Plusieurs facteurs peuvent influencer les perceptions, les jugements, les attitudes ou les comportements d’un individu et donc la façon dont il pourra se raconter dans un récit. Parmi ces facteurs se trouvent les effets de distorsion que Grell (1986) définit comme la tendance à aller dans le sens de l’opinion de l’intervieweur en répondant ce qu’il croit que le chercheur veut entendre. Dans la construction de ce récit, il se peut que l’individu rencontre des blocages comme la gêne, la peur, la pudeur, la difficulté de nommer les choses telles qu’elles sont, un accès difficile à la mémoire. C’est au chercheur d’aider l’individu à dépasser ces limites. La souffrance est un autre facteur qui peut constituer un enjeu central dans des récits de vie sur la douleur chronique. En effet, la souffrance est parfois difficile à raconter, car souvent elle isole l’individu. Il peut donc arriver que le répondant évite de s’étendre sur un thème à cause de la souffrance qu’il pourrait engendrer. Dans d’autres cas, le récit peut devenir le lieu idéal pour guérir sa souffrance. Dans son ouvrage autobiographique, Marie-Sissi Labrèche soutient que « par le récit, une souffrance partagée devient une demi-souffrance » (Emond, 2007 : 121).
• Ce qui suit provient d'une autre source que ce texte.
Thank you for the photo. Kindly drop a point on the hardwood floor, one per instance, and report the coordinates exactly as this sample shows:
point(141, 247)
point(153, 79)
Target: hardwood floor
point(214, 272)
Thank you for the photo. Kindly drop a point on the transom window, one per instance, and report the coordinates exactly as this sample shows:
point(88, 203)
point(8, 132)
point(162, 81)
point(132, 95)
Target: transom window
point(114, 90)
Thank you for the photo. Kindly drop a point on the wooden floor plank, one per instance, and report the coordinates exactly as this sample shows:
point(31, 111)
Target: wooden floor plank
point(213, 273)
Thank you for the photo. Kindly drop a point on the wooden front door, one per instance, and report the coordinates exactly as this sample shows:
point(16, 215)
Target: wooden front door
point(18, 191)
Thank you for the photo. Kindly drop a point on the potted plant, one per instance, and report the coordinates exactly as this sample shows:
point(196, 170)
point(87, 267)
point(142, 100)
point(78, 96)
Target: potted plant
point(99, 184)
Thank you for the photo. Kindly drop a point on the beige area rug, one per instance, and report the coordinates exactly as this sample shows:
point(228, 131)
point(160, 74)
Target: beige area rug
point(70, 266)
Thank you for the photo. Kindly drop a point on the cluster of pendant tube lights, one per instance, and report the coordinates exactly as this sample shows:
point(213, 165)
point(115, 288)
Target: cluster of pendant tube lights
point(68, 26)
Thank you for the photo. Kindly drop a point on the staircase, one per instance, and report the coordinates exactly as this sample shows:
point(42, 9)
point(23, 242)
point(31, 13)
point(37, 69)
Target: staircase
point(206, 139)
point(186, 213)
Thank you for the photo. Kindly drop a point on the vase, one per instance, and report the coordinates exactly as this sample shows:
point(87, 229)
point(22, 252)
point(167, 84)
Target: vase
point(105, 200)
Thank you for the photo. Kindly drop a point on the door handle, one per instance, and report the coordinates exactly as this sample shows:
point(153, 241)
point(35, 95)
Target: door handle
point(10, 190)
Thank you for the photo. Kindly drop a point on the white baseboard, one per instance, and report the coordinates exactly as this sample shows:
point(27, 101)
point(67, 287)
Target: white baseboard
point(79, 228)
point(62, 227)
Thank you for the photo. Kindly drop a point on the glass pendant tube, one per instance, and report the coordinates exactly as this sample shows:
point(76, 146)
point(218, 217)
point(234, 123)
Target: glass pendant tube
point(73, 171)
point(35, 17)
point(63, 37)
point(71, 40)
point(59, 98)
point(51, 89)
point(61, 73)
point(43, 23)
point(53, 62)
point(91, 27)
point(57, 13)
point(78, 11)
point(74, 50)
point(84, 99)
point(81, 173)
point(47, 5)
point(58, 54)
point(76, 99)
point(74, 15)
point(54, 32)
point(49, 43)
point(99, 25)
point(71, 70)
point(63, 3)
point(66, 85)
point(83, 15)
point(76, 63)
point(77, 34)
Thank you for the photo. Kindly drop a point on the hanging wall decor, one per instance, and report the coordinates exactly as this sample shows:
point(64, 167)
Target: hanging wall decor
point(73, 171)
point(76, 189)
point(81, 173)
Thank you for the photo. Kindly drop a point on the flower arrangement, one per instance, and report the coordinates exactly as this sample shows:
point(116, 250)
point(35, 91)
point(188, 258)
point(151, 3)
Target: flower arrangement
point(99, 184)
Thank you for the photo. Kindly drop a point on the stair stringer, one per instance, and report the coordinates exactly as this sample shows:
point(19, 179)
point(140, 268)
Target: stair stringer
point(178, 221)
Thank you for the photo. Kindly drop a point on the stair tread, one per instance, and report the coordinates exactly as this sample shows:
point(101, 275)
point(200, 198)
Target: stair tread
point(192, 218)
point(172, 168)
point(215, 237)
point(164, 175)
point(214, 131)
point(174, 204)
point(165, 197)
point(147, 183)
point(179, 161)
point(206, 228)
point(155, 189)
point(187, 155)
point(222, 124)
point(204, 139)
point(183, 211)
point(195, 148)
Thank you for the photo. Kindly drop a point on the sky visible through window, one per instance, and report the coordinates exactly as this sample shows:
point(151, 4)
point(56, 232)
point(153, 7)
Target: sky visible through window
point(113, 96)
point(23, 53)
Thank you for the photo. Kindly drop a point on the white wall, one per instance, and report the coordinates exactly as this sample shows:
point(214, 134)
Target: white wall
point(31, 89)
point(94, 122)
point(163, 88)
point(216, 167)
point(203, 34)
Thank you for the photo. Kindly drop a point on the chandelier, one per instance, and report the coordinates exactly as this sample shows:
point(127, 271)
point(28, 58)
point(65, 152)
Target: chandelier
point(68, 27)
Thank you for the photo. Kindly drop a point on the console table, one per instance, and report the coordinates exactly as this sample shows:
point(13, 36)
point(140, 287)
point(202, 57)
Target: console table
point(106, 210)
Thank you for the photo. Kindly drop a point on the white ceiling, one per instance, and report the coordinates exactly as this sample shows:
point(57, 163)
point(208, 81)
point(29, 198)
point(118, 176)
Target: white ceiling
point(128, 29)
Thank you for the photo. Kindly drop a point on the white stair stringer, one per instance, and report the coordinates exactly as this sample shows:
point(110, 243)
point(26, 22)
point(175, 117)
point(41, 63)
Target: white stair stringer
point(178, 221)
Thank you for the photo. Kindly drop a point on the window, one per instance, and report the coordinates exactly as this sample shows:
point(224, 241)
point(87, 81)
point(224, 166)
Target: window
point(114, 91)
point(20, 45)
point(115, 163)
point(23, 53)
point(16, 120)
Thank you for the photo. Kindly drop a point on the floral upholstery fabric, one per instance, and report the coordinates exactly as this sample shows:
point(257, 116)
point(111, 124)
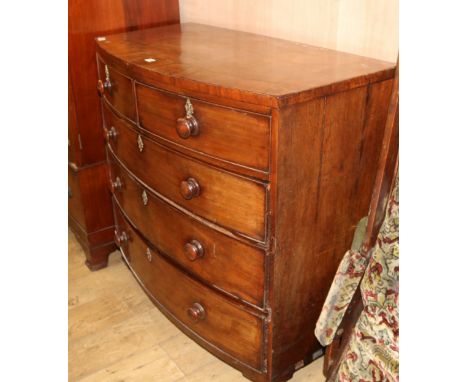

Le schéma d’entrevue comme tel est construit selon une logique chronologique où la personne est invitée à parler des différents thèmes concernant sa douleur et sa vie. Concrètement, les personnes passent facilement d’un thème à l’autre et cela est tout à fait permis pour respecter l’aspect semi-dirigé et laisser la personne faire son récit comme elle l’entend. C’est au chercheur de renouer le fil narratif du récit. Car si l’individu se perçoit dans une suite narrative qui fait sens, il n’en va pas nécessairement de même pour le chercheur.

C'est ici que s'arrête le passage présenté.